Señor director:
Le agradeceré publicar en Palabra de Lector la siguiente carta, dirigida a Miguel Ángel Mancera, jefe de Gobierno de la Ciudad de México:
En los años cincuenta y sesenta, mi padre contaba con un taxi del cual se sostenían tres familias: la de nosotros y las de dos choferes. Uno trabajaba el taxi de las 6 a las 14 horas y, el segundo, de las 14 a las 24 horas. Cada chofer pagaba su respectiva cuenta. Vivíamos muy modestamente, desde luego, pero repito, de un solo taxi comíamos tres familias. En la actualidad, únicamente se medio sostiene una sola familia.
Hoy, el chofer debe trabajar un promedio diario de 12 horas y sin seguridad social.
Transcurren los años y las tarifas de los taxis se mantienen congeladas.
El penúltimo incremento a las tarifas tipo 1, en diciembre de 2011, representó 11%. Y la última subida a las mismas tarifas, en abril de 2013 –hace ya 40 meses– representó también 11%. Este aumento es el único que se ha dado en ésta, su administración.
La tarifa 1 actual es de $8.74 el banderazo y $1.07 el “brinco”, de tal manera que si un pasajero toma un taxi para un viaje corto a unas cinco o seis cuadras, el costo total puede ser de entre $12.00 y $15.00, dependiendo del tráfico.

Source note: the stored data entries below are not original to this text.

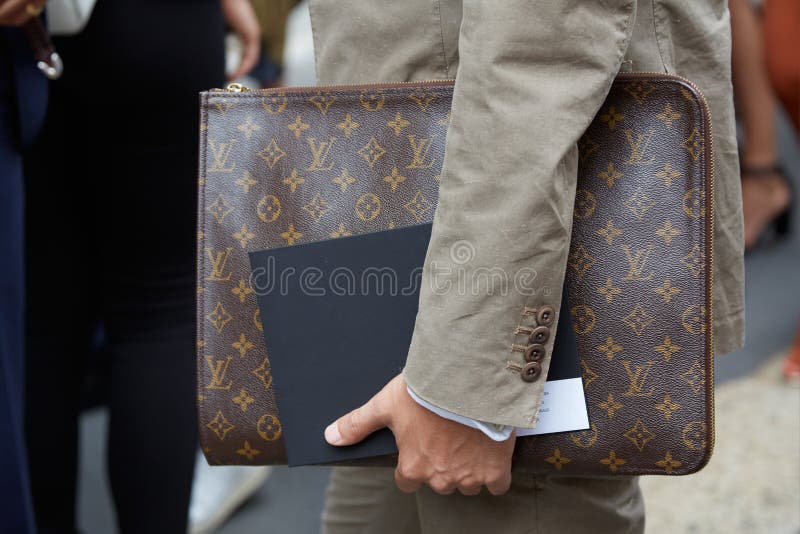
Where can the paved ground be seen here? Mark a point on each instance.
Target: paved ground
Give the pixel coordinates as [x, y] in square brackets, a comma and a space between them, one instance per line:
[750, 486]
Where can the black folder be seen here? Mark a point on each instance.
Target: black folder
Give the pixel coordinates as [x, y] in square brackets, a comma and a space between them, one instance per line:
[338, 317]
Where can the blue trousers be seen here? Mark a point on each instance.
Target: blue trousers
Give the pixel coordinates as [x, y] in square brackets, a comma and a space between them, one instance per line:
[17, 512]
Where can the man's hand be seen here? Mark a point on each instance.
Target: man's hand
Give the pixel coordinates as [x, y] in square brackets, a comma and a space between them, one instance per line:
[441, 453]
[17, 12]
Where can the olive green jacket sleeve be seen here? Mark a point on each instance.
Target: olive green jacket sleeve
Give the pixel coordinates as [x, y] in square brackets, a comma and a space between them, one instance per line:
[529, 78]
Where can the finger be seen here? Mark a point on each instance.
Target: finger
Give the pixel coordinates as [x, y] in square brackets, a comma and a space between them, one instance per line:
[251, 52]
[356, 425]
[470, 490]
[405, 483]
[13, 12]
[501, 485]
[442, 486]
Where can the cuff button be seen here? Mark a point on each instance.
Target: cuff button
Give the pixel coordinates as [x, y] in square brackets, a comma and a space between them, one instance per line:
[540, 335]
[531, 371]
[545, 315]
[534, 353]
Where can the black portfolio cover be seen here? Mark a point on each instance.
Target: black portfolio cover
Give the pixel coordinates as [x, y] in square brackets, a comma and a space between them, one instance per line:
[338, 317]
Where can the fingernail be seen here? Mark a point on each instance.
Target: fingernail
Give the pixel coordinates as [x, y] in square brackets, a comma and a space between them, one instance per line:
[332, 434]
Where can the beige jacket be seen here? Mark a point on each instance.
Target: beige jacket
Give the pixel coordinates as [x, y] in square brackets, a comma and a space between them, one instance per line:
[530, 76]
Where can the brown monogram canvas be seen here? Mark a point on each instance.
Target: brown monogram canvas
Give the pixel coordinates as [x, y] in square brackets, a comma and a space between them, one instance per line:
[289, 166]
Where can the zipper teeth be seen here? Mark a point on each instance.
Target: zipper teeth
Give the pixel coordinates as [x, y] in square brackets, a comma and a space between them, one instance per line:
[709, 185]
[239, 88]
[709, 188]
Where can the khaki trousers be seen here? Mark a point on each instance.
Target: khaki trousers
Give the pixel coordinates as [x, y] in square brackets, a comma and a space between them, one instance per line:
[365, 500]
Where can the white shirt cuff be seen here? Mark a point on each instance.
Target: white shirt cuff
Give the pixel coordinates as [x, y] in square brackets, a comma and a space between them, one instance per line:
[495, 432]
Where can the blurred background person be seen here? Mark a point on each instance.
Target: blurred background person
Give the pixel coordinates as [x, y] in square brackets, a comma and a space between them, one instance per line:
[766, 190]
[111, 183]
[272, 17]
[23, 97]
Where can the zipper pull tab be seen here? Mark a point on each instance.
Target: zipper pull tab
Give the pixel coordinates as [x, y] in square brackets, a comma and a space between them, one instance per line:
[237, 88]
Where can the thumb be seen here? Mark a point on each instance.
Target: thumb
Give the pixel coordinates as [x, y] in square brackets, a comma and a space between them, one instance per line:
[356, 425]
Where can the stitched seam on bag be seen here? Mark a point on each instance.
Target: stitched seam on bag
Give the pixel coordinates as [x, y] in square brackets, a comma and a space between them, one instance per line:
[346, 95]
[202, 268]
[314, 34]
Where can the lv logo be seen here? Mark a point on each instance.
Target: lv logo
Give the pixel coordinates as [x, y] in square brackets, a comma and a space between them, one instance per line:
[219, 260]
[640, 145]
[219, 370]
[636, 263]
[319, 153]
[420, 148]
[638, 378]
[221, 152]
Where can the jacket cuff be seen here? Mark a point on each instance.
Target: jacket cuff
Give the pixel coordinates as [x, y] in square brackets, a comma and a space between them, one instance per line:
[493, 431]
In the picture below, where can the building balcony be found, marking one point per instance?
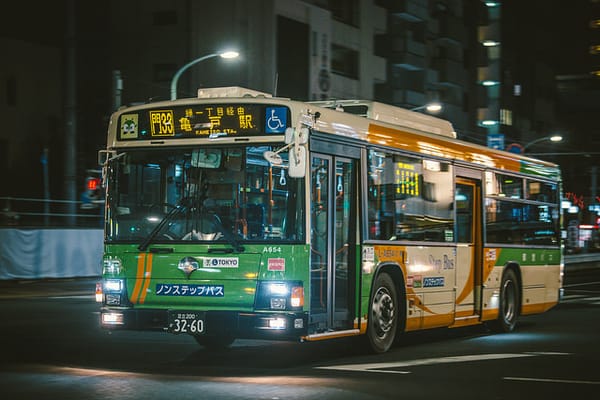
(409, 10)
(452, 29)
(450, 72)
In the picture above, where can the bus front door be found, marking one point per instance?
(333, 231)
(469, 248)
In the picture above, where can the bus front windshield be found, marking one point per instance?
(208, 194)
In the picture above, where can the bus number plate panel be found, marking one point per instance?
(190, 322)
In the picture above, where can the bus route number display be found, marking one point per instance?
(204, 121)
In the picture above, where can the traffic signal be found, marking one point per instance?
(92, 195)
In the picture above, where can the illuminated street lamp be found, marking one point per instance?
(430, 107)
(226, 54)
(552, 138)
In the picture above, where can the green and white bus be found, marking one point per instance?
(241, 215)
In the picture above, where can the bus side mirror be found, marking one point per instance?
(297, 162)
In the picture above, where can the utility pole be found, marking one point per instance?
(70, 117)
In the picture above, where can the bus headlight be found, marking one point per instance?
(114, 290)
(280, 296)
(112, 266)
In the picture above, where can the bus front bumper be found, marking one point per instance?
(287, 326)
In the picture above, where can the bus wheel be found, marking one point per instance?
(214, 342)
(510, 299)
(383, 314)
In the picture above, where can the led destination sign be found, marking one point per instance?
(203, 121)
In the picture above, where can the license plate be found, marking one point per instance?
(190, 322)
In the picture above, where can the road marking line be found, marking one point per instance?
(515, 378)
(581, 284)
(378, 367)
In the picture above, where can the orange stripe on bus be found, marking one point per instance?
(138, 278)
(147, 275)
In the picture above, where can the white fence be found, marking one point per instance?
(50, 253)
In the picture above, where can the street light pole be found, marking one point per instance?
(227, 54)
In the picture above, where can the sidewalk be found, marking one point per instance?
(23, 288)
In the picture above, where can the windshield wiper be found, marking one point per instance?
(166, 219)
(237, 247)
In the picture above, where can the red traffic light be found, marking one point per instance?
(93, 183)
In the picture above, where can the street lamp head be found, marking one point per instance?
(229, 54)
(225, 54)
(433, 107)
(430, 107)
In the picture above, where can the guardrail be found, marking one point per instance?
(31, 212)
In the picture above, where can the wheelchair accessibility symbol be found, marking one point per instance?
(276, 120)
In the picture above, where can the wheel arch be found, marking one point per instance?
(395, 272)
(516, 268)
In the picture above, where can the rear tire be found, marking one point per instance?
(383, 314)
(510, 303)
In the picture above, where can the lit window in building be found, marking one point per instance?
(505, 116)
(517, 89)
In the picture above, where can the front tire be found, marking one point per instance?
(510, 302)
(383, 314)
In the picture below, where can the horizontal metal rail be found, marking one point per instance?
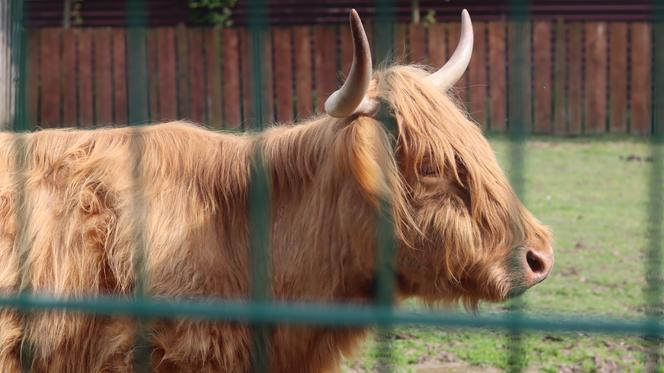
(341, 315)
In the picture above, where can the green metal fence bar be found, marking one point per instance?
(653, 265)
(138, 115)
(20, 125)
(518, 122)
(260, 226)
(385, 244)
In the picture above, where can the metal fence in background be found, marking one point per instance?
(260, 311)
(582, 77)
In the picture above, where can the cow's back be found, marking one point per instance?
(83, 223)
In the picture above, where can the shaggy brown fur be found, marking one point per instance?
(458, 223)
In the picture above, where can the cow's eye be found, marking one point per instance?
(428, 169)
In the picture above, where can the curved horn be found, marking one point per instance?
(453, 70)
(351, 97)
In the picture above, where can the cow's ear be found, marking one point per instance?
(371, 161)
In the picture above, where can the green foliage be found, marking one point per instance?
(211, 12)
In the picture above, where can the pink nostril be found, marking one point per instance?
(539, 265)
(535, 262)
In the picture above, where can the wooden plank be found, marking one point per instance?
(69, 104)
(575, 78)
(167, 74)
(50, 77)
(217, 56)
(477, 76)
(283, 74)
(231, 78)
(303, 83)
(86, 116)
(519, 75)
(437, 44)
(33, 76)
(596, 45)
(119, 76)
(197, 75)
(542, 77)
(102, 73)
(497, 76)
(153, 73)
(183, 76)
(641, 78)
(560, 113)
(618, 77)
(325, 64)
(417, 43)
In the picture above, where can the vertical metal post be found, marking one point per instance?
(519, 120)
(385, 249)
(8, 67)
(16, 73)
(137, 115)
(653, 264)
(260, 226)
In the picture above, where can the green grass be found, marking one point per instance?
(593, 193)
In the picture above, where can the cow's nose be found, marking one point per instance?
(538, 265)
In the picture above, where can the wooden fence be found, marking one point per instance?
(586, 77)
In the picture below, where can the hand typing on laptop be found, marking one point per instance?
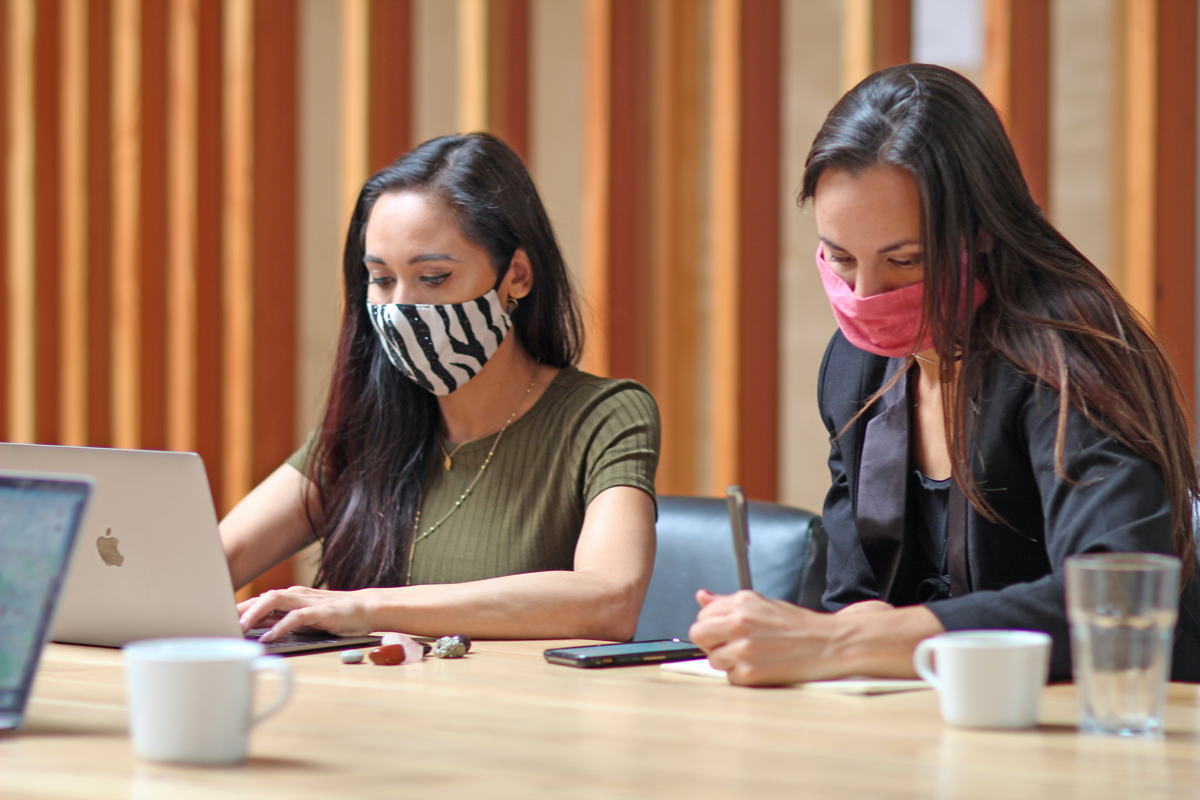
(301, 609)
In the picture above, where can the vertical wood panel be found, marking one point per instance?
(875, 34)
(355, 95)
(616, 194)
(72, 284)
(1159, 203)
(237, 263)
(47, 253)
(210, 187)
(1017, 79)
(274, 235)
(390, 49)
(745, 246)
(472, 65)
(508, 73)
(759, 251)
(1175, 199)
(677, 235)
(19, 204)
(274, 247)
(100, 218)
(6, 31)
(126, 264)
(599, 164)
(726, 240)
(183, 161)
(1141, 126)
(153, 240)
(891, 34)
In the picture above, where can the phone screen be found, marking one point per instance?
(629, 653)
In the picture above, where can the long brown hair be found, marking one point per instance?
(1049, 310)
(372, 452)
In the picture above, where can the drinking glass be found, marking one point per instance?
(1122, 609)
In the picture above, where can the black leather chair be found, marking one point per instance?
(787, 559)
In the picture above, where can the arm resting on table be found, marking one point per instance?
(600, 599)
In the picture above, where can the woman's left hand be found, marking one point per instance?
(771, 642)
(342, 613)
(763, 642)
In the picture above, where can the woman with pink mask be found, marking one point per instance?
(994, 404)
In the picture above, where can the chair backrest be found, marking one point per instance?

En cualquier ciudad del interior que no sea turística un viaje equivalente en distancia y tiempo tiene una tarifa mínima de entre $30.00 y $40.00. En una ciudad turística, como Acapulco, un servicio equivalente cuesta, mínimo, entre $50.00 y $60.00.
Si comparamos la tarifa que se cobra y los costos de operación de un taxi, es evidente el desfase cada vez más pronunciado. La tarifa se mantiene sin alteración, mientras que los costos de refacciones, llantas, servicios, seguros, mantenimiento, gasolina, lubricantes, mano de obra, costos administrativos, revistas, verificaciones, nuevas cromáticas, etc., tienen una tendencia ascendente. Sólo la gasolina Magna se encareció 29.3% de diciembre de 2012 a septiembre de 2016.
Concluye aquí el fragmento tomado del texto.